The use of such equipment greatly enhances the capability of nano-klass spacecraft. First of all, it concerns CubeSat groups solving specific tasks. Nanosatellites can scan the starry sky and, for example, to detect the asteroid hazard, maintaining a prescribed distance relative to each other by manoeuvring.
“Some applied and scientific problems can only be solved with the use of nanosatellites groups. For example, when you need to perform simultaneous measurements of the same type in different parts of the near-Earth space. It is impossible to do such work by one or several large units, but the group of nanosatellites is able to solve such a problem. Geophysical fields, Earth thermosphere and ionosphere may be studied in such a way,”- said Professor Igor Belokonov.
According to the applied astronautics it’s possible to perform effective inspection of the objects in space with the help of manoeuvring nanosatellites. For example, to remove a failed large spacecraft from the orbit first of all it’s necessary to know the characteristics of its motion dynamics. Ground means can do it only approximately. Nanosatellite is able to fly up to the large spacecraft, to take its photo, to assess the object motion - vibration or rotation, its angular speed and general condition. The obtained data can be used for the further disposal of the failed spacecraft and space debris removal from orbit.

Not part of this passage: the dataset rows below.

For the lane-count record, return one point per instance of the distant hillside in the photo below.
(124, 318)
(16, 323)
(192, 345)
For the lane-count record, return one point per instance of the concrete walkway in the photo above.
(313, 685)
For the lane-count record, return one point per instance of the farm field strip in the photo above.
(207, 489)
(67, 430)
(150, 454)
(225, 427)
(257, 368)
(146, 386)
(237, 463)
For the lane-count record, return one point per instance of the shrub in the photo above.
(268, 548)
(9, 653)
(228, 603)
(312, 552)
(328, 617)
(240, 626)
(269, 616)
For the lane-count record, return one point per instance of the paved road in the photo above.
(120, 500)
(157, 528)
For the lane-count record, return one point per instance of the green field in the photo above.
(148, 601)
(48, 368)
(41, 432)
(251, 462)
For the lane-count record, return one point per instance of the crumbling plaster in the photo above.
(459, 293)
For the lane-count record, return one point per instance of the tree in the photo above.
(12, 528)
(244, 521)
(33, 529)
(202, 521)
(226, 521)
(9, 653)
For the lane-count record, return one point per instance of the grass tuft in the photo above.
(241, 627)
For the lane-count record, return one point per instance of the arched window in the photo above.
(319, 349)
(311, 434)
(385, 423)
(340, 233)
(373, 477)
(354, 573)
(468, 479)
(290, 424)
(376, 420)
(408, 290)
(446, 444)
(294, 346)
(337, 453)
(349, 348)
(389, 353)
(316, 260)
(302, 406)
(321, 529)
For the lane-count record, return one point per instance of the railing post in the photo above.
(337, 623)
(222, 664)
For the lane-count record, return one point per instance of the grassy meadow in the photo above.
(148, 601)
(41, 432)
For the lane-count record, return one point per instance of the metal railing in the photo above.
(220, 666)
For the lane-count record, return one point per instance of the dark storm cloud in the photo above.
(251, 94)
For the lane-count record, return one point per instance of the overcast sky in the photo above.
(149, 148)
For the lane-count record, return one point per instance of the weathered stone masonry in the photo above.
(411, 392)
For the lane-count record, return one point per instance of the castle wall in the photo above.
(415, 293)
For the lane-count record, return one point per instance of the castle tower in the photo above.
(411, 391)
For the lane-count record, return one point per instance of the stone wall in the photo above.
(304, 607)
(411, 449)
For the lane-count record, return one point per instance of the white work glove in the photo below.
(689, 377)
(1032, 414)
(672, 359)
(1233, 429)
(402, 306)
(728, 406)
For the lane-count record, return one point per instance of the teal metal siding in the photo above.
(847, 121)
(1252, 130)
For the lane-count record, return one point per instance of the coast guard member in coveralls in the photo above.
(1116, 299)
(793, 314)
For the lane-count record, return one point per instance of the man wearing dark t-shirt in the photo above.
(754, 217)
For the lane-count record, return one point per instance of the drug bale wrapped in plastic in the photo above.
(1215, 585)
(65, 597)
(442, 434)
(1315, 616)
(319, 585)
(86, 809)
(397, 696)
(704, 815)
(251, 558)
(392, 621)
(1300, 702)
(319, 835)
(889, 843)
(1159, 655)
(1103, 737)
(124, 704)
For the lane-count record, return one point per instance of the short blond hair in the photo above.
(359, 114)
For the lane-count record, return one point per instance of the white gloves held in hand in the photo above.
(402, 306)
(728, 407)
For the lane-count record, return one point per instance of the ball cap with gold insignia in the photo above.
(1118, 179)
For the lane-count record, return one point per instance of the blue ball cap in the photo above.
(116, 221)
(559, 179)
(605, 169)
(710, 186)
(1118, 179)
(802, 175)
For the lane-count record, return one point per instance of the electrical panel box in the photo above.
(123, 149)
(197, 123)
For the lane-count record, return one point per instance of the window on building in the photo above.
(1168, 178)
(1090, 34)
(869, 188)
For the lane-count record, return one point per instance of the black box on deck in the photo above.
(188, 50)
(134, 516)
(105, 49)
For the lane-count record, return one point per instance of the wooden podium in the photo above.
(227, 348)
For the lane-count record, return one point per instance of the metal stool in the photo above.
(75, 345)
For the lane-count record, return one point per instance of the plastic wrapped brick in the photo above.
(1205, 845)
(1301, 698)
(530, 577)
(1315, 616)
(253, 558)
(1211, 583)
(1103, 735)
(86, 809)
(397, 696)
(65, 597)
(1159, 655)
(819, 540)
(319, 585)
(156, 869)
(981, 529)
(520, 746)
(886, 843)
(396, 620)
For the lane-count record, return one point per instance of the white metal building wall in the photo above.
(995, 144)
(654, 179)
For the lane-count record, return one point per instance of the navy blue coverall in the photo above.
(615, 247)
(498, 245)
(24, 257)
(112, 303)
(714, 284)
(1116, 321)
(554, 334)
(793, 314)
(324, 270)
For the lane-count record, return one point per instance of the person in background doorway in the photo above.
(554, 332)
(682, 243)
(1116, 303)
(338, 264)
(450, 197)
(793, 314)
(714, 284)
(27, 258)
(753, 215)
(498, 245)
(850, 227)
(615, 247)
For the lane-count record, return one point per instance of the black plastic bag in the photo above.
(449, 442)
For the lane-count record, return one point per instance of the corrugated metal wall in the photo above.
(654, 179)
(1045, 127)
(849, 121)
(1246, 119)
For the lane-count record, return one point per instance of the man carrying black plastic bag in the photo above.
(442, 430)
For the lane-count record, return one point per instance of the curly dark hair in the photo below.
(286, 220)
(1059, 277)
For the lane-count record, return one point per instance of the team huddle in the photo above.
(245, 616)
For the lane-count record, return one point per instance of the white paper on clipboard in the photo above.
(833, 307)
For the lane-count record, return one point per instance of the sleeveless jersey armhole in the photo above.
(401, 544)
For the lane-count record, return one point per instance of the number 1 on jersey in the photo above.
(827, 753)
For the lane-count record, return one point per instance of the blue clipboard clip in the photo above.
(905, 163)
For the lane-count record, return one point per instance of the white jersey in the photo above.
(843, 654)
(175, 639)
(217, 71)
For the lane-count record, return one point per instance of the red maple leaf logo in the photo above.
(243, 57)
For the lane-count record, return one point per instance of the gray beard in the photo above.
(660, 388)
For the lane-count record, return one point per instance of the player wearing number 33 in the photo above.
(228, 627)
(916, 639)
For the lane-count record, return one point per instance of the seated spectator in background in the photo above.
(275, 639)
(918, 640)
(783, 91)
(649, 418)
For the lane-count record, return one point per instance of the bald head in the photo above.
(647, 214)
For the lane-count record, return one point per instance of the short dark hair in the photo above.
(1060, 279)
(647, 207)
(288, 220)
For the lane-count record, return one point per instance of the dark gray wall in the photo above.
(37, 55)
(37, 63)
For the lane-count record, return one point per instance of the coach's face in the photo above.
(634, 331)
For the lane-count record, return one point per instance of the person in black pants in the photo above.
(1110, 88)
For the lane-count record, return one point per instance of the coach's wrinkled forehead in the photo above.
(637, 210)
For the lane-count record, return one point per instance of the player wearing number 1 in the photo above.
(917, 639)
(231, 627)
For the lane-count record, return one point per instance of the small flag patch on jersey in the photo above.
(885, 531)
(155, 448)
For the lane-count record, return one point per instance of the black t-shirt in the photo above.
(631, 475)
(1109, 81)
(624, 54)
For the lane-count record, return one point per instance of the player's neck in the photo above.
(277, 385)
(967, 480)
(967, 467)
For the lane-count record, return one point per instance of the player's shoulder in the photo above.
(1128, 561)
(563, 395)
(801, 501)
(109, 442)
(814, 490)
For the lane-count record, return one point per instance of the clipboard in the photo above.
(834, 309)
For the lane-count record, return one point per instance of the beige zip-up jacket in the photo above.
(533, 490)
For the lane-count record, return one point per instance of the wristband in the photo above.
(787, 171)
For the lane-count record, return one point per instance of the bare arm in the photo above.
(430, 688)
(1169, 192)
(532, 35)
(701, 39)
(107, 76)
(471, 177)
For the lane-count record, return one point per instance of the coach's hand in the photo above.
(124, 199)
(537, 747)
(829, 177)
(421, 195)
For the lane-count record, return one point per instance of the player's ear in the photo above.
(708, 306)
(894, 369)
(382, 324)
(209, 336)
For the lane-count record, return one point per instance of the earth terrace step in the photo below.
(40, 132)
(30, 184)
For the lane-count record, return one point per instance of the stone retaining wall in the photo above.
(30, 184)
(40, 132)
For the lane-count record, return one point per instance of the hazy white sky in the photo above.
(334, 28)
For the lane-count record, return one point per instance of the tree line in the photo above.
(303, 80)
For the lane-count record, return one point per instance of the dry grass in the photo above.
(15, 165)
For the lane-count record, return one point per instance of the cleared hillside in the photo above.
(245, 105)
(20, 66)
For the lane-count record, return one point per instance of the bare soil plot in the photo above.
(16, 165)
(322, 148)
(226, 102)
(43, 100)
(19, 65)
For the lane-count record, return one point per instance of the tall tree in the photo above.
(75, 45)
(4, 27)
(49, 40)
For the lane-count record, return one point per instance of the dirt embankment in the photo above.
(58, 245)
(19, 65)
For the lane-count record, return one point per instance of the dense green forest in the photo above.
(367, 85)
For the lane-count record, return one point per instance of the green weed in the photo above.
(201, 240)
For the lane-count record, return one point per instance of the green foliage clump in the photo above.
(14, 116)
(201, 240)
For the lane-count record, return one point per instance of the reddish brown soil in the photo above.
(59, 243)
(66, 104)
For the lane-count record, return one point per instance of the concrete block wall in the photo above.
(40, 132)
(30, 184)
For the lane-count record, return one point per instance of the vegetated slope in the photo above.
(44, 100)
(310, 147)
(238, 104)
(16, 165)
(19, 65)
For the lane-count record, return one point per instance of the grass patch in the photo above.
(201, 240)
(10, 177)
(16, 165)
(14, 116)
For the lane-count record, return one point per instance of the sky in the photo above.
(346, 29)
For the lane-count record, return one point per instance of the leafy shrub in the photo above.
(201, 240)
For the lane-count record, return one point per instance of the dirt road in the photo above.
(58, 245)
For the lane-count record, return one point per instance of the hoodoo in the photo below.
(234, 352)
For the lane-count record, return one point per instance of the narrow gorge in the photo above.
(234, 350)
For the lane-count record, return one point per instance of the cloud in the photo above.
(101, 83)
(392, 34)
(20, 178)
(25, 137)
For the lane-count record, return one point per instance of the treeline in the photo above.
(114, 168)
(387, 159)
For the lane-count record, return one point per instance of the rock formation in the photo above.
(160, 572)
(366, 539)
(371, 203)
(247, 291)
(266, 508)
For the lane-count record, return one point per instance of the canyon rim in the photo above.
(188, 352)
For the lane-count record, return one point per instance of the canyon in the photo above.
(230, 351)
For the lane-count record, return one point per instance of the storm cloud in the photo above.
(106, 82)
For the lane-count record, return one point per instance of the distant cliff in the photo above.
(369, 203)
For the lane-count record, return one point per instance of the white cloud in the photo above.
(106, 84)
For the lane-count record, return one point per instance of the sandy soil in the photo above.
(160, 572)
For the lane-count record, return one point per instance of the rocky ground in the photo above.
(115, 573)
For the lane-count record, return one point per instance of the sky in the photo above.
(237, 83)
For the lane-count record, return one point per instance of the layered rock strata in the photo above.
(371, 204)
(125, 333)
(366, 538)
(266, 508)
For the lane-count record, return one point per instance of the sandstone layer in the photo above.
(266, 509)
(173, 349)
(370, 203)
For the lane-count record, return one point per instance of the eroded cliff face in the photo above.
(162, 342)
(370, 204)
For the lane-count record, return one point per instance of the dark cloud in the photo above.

The practical step to create the first Russian engine for CubeSat began thanks to Nikolay Merkushkin, the Governor of Samara Region. During one of his latest visits to SSAU he proposed to extend capability of the nanosatellites created in Samara University by making a manoeuvring unit and allocated funding to begin work on this topic. Innovation Fund of Samara Region began to finance this development since the end of 2015; the first prototype of manoeuvring unit for nanosatellite in Samara University will be made in middle of 2017.
For reference
Nanosatellites of Samara University
As a global trend, creation of CubeSat-type nanosatellites by the universities began to form in 1999 by California Polytechnic University and Stanford University. The first nanosatellite was launched into orbit in 2003.
The first Russian students’ CubeSat-type nanosatellite, developed by SSAU “SamSat-218” is currently at the space launcher complex Vostochniy and will be launched into orbit this spring as part of the first launch campaign from the new Russian space launcher complex by Samara rocket “Soyuz-2.1a” together with his “older brother” - Samara satellite “Aist-2D”.
The next SSAU project in this area is a nanosatellite SamSat-QB50 (the only one satellite from Russia) is preparing to participate in large-scale international project QB50 under the authority of Theodore Von Karman Institute for Fluid Dynamics (Belgium). The objective of the project QB50 is construction and study of the space-time model of the Earth thermosphere - the lower layers of the upper atmosphere.
The future plans of the scientists of Samara University are creation of CubeSat, equipped with a camera and able to solve problems of Earth monitoring.